This list contains only the countries for which job offers have been published in the selected language (e.g., in the French version, only job offers written in French are displayed, and in the English version, only those in English).
We are looking for an experienced Observability Infrastructure Engineer to join our Platform Engineering organization. You will be part of the team responsible for building and running Observability pillars on premise and on Kubernetes. Our systems collect, process, and store the logs, metrics, and traces that allow hundreds of product teams to monitor their services in real time. This is a role for a builder and a problem solver who enjoys deep technical troubleshooting across distributed systems and then turns recurring issues into automated, repeatable solutions. You will work in a large-scale environment where we manage petabytes of data and thousands of servers. We are currently in the middle of a major transformation: focusing on automation of operations and enabling self service for our users.
Job Responsibility:
Build the next generation of our platform: Design and implement the future architecture of our logging and metrics systems.
Own infrastructure operations: You will take full ownership of our hybrid infrastructure, managing the lifecycle of over 1,500 servers across both bare-metal and Kubernetes environments.
Automate to reduce toil: You will write code in Go or Python to eliminate manual operational tasks.
Optimize for scale and performance: You will dive deep into performance bottlenecks within our distributed tracing and logging pipelines.
Reliability and Engineering: You will participate in on-call rotations, but your primary focus will be engineering solutions that stop alerts from firing in the first place.
Requirements:
10+ years of experience in the observability domain or in a relevant platform/infrastructure domain.
Observability Stack Expertise: You have hands-on experience operating core telemetry data stores at scale e.g.

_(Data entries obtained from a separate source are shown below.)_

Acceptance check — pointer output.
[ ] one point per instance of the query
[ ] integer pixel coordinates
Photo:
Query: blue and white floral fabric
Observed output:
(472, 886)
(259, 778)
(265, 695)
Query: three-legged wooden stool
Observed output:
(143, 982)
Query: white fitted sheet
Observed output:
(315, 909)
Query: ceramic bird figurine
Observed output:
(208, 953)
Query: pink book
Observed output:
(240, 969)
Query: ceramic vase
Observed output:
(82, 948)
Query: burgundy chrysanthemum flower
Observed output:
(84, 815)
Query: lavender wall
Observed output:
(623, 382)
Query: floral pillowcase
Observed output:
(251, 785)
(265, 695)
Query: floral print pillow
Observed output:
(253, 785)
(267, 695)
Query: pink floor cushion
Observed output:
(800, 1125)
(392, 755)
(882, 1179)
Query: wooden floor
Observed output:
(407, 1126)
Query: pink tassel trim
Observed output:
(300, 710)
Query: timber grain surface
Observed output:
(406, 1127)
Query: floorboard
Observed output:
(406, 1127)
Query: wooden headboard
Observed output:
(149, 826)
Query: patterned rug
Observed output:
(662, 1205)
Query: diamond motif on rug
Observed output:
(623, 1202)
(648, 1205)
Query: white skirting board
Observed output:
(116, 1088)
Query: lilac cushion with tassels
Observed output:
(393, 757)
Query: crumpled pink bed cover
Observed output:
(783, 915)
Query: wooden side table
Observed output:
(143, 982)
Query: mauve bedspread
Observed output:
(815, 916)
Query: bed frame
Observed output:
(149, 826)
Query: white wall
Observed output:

Elasticsearch/Opensearch/VictoriaLogs/Clickhouse for logging, Prometheus/ VictoriaMetrics for metrics and Grafana Tempo for distributed tracing.

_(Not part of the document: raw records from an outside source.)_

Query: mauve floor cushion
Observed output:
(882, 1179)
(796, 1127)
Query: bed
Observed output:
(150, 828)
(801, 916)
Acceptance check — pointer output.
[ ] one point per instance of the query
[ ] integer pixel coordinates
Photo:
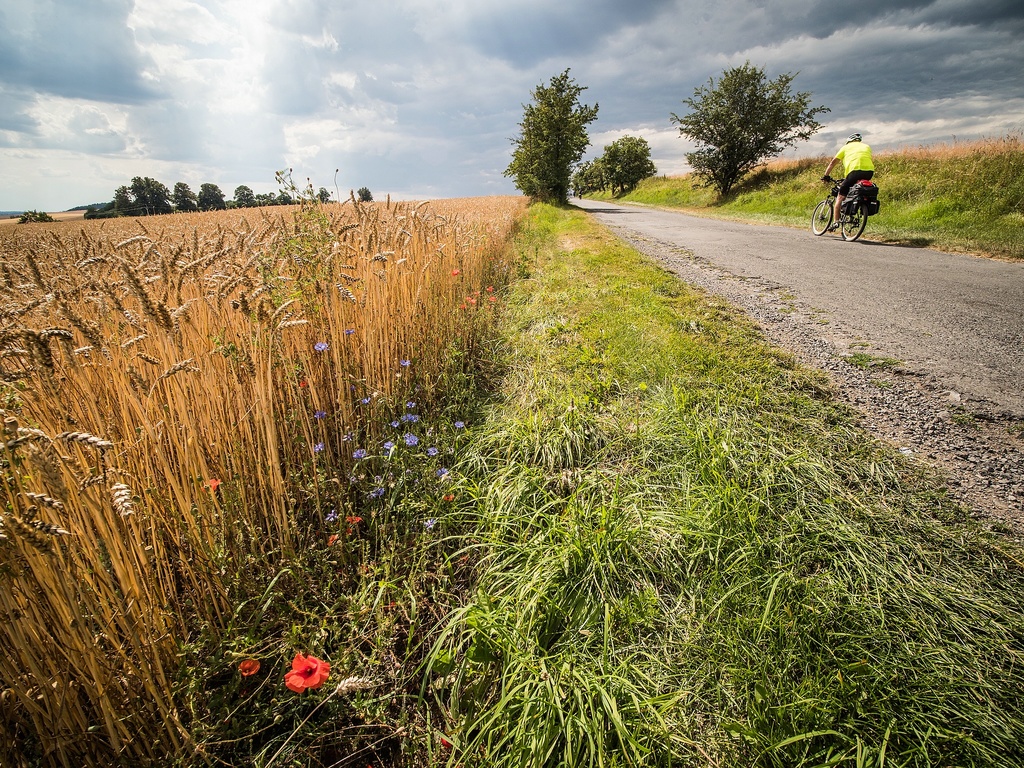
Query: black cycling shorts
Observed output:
(851, 178)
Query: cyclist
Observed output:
(856, 159)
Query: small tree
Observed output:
(553, 138)
(244, 197)
(741, 121)
(123, 205)
(589, 178)
(35, 217)
(626, 163)
(211, 198)
(183, 198)
(148, 197)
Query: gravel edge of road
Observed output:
(978, 452)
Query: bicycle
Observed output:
(851, 224)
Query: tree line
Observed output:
(147, 197)
(736, 123)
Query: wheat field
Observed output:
(179, 392)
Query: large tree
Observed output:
(553, 138)
(211, 198)
(741, 121)
(626, 163)
(184, 198)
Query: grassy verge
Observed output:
(688, 554)
(958, 198)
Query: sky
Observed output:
(422, 98)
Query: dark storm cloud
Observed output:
(421, 96)
(523, 33)
(73, 49)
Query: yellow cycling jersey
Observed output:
(856, 156)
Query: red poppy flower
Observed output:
(307, 672)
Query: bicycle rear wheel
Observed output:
(821, 218)
(854, 223)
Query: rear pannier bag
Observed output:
(863, 192)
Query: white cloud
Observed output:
(421, 96)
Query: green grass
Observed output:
(958, 198)
(687, 553)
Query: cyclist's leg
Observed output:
(851, 178)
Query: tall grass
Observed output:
(962, 197)
(690, 555)
(183, 401)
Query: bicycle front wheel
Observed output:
(854, 223)
(821, 218)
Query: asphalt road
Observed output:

Linux Experience: You understand the operating system at a kernel level and can debug complex networking, file system, and performance issues on both bare metal and virtualized hardware .

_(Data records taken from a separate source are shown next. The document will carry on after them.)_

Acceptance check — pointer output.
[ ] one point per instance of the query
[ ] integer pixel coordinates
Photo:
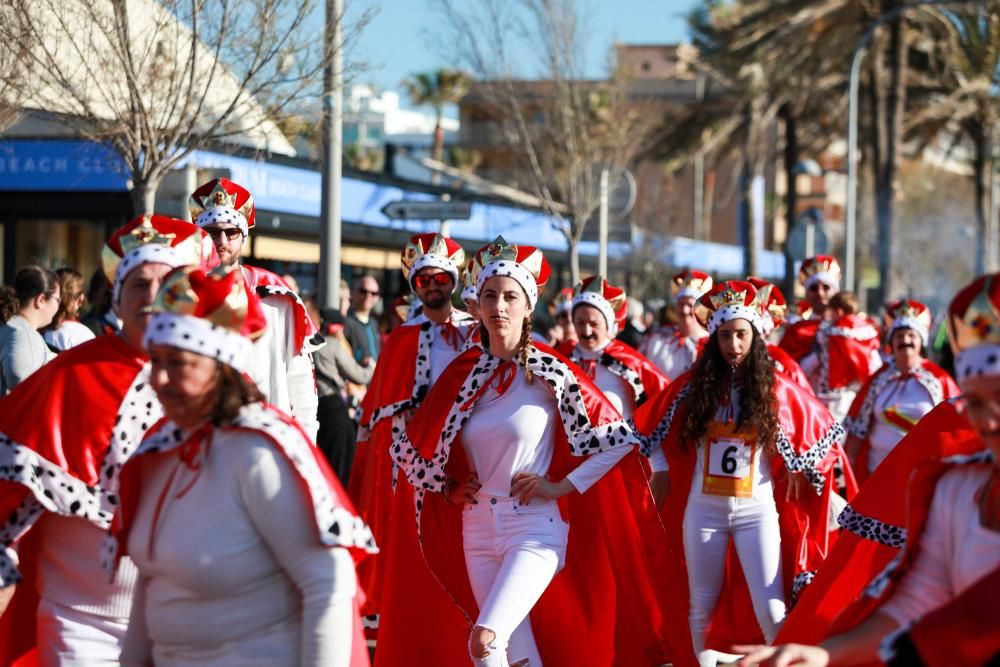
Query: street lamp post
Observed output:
(850, 240)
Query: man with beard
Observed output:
(66, 432)
(893, 400)
(282, 367)
(626, 377)
(673, 348)
(413, 357)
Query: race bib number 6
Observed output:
(729, 462)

Production Kubernetes Experience: Proven hands-on experience operating, and troubleshooting production workloads on Kubernetes (on-prem and/or cloud), including strong day-to-day use of kubectl and Kubernetes primitives (e.g. Namespaces, Pods, Deployments/StatefulSets, Services, Ingress, ConfigMaps/Secrets)
Software Engineering Mindset: You are proficient in Go or Python and do not just write scripts
you build tools and automation platforms that treat infrastructure as code.
Nice to have:
Experience with large scale, multi tenant isolation and quota or cost governance approaches for telemetry platforms.
Familiarity with regulated environments where security, audibility, and data handling requirements shape platform design decisions.